An excellent way to browse the web anonymously is via the Tor project. Find the browser bundle at the Tor project’s website. The free, downloadable program is built on the Mozilla code base, so the web browser makes it more difficult for data snoops to track your browsing activities.


Image credit: Wikimedia Commons

In the beginning, Tor was a U.S. Navy bound project. It was designed from the get-go to protect government communications.

And to this day, at least one branch of the U.S. Navy uses Tor software for its so-called “open source” intelligence gathering.

Internet Service Providers: a Brief Comment

Internet Service Providers together form a major role in helping you keep your data anonymous. That’s because most major ISPs track IP address assignments. Some of them may even log additional activity.

That’s why you should consider the length of time ISPs store user data before settling on any given ISP. Bottom line: The longer the ISP maintains its logs, the less likely it is that you’ll get truly private Internet usage out of them.

That’s why ISPs with short data retention policies are the way to go. As for me, I use Sonic.net, which serves the San Francisco Bay Area. It keeps logs no longer than two weeks. According to an Electronic Frontier Foundation’s 2013 report, Sonic.net ranks high as one of the strongest privacy ISPs out there.

Not every provider is as discreet as Sonic, though. Such national providers as Comcast and AT&T are among the worst at the measure of privacy. They hold onto user logs — that’s your data — for a year or more.

Use Dropbox and Digital Quick to Store Files in the Cloud

Dropbox itself isn’t all that secure. It doesn’t even encrypt files automatically.
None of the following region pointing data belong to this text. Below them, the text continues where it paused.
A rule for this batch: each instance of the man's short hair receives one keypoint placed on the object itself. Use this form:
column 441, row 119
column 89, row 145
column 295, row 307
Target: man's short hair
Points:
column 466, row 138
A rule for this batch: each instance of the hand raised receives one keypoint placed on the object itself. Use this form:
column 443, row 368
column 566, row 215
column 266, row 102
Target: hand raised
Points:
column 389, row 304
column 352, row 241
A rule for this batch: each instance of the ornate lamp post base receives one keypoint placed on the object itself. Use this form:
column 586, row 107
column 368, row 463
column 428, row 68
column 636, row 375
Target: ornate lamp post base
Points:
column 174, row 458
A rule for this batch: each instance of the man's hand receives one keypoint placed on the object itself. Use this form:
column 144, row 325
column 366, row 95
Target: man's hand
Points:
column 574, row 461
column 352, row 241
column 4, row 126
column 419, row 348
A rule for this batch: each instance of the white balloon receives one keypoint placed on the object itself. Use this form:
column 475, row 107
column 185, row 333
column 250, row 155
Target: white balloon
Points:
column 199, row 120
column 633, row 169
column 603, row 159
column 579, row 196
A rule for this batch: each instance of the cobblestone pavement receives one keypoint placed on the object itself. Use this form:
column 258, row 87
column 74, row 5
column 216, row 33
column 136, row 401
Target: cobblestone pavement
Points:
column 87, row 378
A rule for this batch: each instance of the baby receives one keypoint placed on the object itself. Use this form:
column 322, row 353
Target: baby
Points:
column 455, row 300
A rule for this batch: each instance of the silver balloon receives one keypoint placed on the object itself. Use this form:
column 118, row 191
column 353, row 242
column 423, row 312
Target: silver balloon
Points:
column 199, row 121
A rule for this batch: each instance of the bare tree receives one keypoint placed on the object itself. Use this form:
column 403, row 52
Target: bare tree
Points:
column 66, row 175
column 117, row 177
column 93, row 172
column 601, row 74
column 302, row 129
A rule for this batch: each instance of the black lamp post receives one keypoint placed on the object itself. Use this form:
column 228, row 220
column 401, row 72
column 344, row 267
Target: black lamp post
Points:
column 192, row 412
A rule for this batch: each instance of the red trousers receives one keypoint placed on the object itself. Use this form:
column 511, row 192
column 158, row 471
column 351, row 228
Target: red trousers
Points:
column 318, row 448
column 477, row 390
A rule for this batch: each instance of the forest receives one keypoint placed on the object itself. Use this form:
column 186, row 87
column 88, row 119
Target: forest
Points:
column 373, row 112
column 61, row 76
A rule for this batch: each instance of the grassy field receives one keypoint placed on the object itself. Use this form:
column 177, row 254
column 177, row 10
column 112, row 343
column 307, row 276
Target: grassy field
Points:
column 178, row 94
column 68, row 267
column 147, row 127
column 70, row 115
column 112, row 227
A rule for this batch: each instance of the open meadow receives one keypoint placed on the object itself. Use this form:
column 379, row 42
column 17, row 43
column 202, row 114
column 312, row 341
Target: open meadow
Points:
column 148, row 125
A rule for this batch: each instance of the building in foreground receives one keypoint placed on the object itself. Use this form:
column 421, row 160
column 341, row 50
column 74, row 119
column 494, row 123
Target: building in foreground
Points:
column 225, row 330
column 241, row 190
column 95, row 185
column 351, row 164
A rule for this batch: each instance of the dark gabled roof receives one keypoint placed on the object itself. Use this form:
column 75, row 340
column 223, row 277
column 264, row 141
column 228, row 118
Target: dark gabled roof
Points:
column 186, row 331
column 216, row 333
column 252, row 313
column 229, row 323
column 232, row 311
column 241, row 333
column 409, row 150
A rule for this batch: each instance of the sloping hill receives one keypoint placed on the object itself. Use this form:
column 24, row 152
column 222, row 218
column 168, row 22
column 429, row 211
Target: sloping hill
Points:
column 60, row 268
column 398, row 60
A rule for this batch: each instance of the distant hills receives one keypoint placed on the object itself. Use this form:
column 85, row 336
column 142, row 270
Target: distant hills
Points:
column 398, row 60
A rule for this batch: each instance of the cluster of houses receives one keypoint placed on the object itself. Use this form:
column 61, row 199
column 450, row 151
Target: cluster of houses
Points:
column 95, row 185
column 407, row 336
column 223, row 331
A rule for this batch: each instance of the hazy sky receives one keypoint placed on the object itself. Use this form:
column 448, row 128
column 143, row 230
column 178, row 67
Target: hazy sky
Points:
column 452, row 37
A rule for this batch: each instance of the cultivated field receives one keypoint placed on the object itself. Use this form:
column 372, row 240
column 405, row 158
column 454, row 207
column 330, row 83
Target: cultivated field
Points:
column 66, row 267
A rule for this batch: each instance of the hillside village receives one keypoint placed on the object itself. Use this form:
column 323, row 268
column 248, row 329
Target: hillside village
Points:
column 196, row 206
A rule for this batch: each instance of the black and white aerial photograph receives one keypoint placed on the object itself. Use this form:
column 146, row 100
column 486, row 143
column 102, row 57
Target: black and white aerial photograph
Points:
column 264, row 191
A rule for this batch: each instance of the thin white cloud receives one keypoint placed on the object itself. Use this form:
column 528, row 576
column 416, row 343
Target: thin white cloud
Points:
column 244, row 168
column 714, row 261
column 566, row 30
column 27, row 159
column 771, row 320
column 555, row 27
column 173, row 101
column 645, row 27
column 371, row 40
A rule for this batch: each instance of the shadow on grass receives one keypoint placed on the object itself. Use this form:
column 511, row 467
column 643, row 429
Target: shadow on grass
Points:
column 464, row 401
But there is a free and simple add-on we recommend that works for Dropbox in Windows and on mobile devices.

Digital Quick, which is free, builds file encryption and decryption right into Dropbox. Its featureset also allows secure file sharing, that includes assigning different privilege levels to different users.

And, should someone — such as a hacker — obtain access to a Dropbox account, Digital Quick’s encryption ensures an additional layer of security.

Don’t Use Email — Let Your Fingers Do the Walking

As recently reported by the media, Lavabit, the company reported to have stored many of Edward Snowden’s emails, has closed its doors.

Many other secure email services, such as Silent Circle, are following suit.

The writing is on the wall — at least for Silent Circle. “There are far too many leaks of information and metadata intrinsically in the email protocols themselves,” the company wrote, “Email as we know it with SMTP, POP3 and IMAP cannot be secure.”

Never fear. For short communications, there are many alternatives.

Silent Circle offers several. Burn Note also offers an app-based, Mission Impossible-style system for the self-destruction of your messages. So, too, does Cryptocat — an encrypted chat service.

For aNewDomain.net, I’m Max Cherney.